In het pand wacht een onbescheiden lading fusten ongeduldig in de hoek, de vele wanddoeken ademen behaaglijkheid en bij binnenkomst kun je de geur van intensief geklus al ruiken. Kaartjes voor het feest zijn er niet meer, die waren na een halve minuut al uitverkocht. Huisoudste Boudewijn Mol (21), UT-student civiele techniek, vertelt over het organiseren van het grootste studentenhuisfeest van Nederland. ‘In september trapten we het creatieve proces af: het vormgeven van het feest. Evenals het rondkrijgen van vergunningen, sponsoring en de andere logistieke aspecten. Ook ging er veel tijd zitten in het verzinnen van een thema.’

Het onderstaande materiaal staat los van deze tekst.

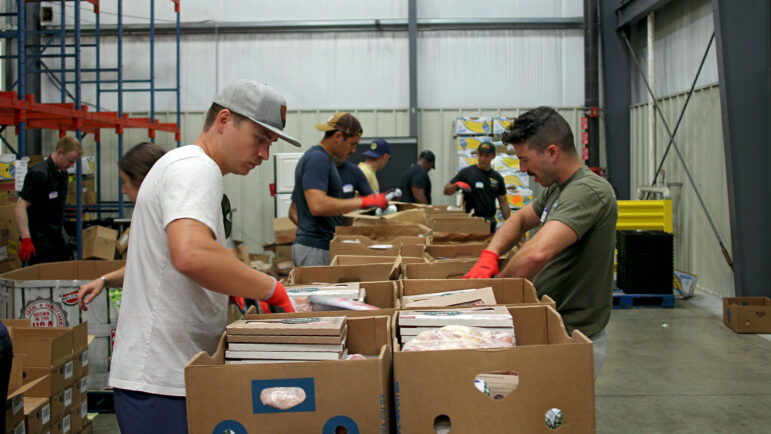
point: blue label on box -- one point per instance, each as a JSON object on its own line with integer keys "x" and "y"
{"x": 306, "y": 384}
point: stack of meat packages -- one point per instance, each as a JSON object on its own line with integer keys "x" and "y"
{"x": 460, "y": 328}
{"x": 286, "y": 340}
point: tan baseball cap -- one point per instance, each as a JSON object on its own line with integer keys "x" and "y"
{"x": 258, "y": 102}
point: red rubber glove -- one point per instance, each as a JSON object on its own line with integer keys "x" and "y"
{"x": 27, "y": 249}
{"x": 485, "y": 268}
{"x": 377, "y": 200}
{"x": 463, "y": 186}
{"x": 279, "y": 301}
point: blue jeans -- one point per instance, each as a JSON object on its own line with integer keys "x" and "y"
{"x": 140, "y": 412}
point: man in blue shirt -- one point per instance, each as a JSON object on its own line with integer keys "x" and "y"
{"x": 319, "y": 190}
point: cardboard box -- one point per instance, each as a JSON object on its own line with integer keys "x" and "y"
{"x": 455, "y": 251}
{"x": 54, "y": 380}
{"x": 444, "y": 269}
{"x": 8, "y": 194}
{"x": 121, "y": 244}
{"x": 354, "y": 394}
{"x": 43, "y": 347}
{"x": 355, "y": 245}
{"x": 62, "y": 425}
{"x": 37, "y": 414}
{"x": 284, "y": 230}
{"x": 507, "y": 291}
{"x": 14, "y": 406}
{"x": 747, "y": 314}
{"x": 344, "y": 273}
{"x": 554, "y": 371}
{"x": 468, "y": 225}
{"x": 99, "y": 242}
{"x": 61, "y": 403}
{"x": 385, "y": 232}
{"x": 47, "y": 294}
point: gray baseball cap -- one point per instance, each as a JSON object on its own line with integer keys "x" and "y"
{"x": 258, "y": 102}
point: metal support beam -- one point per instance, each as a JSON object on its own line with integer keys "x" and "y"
{"x": 631, "y": 11}
{"x": 617, "y": 85}
{"x": 212, "y": 28}
{"x": 743, "y": 42}
{"x": 413, "y": 56}
{"x": 592, "y": 78}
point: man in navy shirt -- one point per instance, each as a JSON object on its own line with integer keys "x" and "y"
{"x": 415, "y": 183}
{"x": 319, "y": 190}
{"x": 481, "y": 187}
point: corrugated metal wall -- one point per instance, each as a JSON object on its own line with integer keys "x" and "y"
{"x": 700, "y": 139}
{"x": 250, "y": 196}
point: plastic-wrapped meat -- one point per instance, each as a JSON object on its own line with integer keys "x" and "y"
{"x": 282, "y": 398}
{"x": 457, "y": 337}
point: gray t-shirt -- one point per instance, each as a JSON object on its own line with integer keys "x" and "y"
{"x": 580, "y": 278}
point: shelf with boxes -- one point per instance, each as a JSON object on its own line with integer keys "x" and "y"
{"x": 470, "y": 132}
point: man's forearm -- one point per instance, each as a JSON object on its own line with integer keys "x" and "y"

‘Ons Verleden Kwijtperk’, luidt het thema, waarmee de huidige teloorgang van ‘burgerlijke’ normen en waarden op de hak wordt genomen door de studenten. Matthijs de Bruijn (21), Saxion-student industrieel product ontwerpen: ‘We willen geen ordinair zuipfestijn organiseren, maar een verhaal vertellen. Dan heb je een thema nodig dat pakkend is in het woord, doch sterk genoeg om een inhoudelijk verhaal te vertellen.’ De Bruijn Vervolgt: ‘Waar de jongere generatie vroeger nog vol verwondering naar een werk van Rembrandt kon staren, wordt er in onze huidige tijdgeest meer waarde gehecht aan artiesten die over ‘verraderlijke cocaïne’ in Honda’s of Bentley’s zingen. Wij zijn van mening dat deze maatschappelijke tendens omgedraaid moet worden en, al zal het een onomkeerbaar proces zijn, op ons Hubertusfeest kun je jezelf voor één nacht weer in oprechte culturele sferen wanen.’
Theezakje
De manier waarop die sfeer moet ontstaan, ligt volgens Mol voor een groot deel bij de bezoekers zelf. ‘We hanteren een dresscode. Als je niet verkleed komt, kom je niet naar binnen. Idealiter kleedt de bezoeker zich naar het door ons gegeven thema, maar vorig jaar zagen we bijvoorbeeld ook mensen verkleed komen als theezakje terwijl het onderwerp ‘rumoerknal’ was.’ De Bruijn: ‘Naast dat we van bezoekers een bijdrage aan de sfeer verwachten, kleden we de boel natuurlijk ook een beetje aan.’ De Bruijn laat de ‘oude lullen’-kamer zien, waar al enige renaissance kunstwerken hangen. Mol: ‘Hoe we zelf verkleed gaan, kan ik je niet vertellen. Maar, een tipje van de sluier oplichten wel: laten we zeggen dat je eraan kunt afzien dat wij de voormannen van dit thema zijn.’
Hotelkamer
Al die organisatorische moeite moet natuurlijk haar vruchten afwerpen: wanneer is het feest succes? Mol: ‘Vanuit organisatorisch oogpunt is het een succes wanneer het feest probleemloos verloopt en iedereen ongedeerd thuiskomt. Veiligheid staat bij ons hoog in het vaandel, zo hebben we dit jaar weer de nodige voorzorgsmaatregelen getroffen. In samenwerkingsverband met de Enschedese brandweer hebben we veiligheidschecks uitgevoerd. Ook is er rekening gehouden met zware regenval en andere calamiteiten. Tevens zijn er EHBO’ers, evenals uitsmijters uit het Enschedese nachtleven aanwezig.’ De Bruijn: ‘Ik denk dat je het als bezoeker een succes mag noemen wanneer je met drie vrouwen in een hotelkamer eindigt. Maar ook huiswaarts keren met veel zin in de volgende editie is goed.’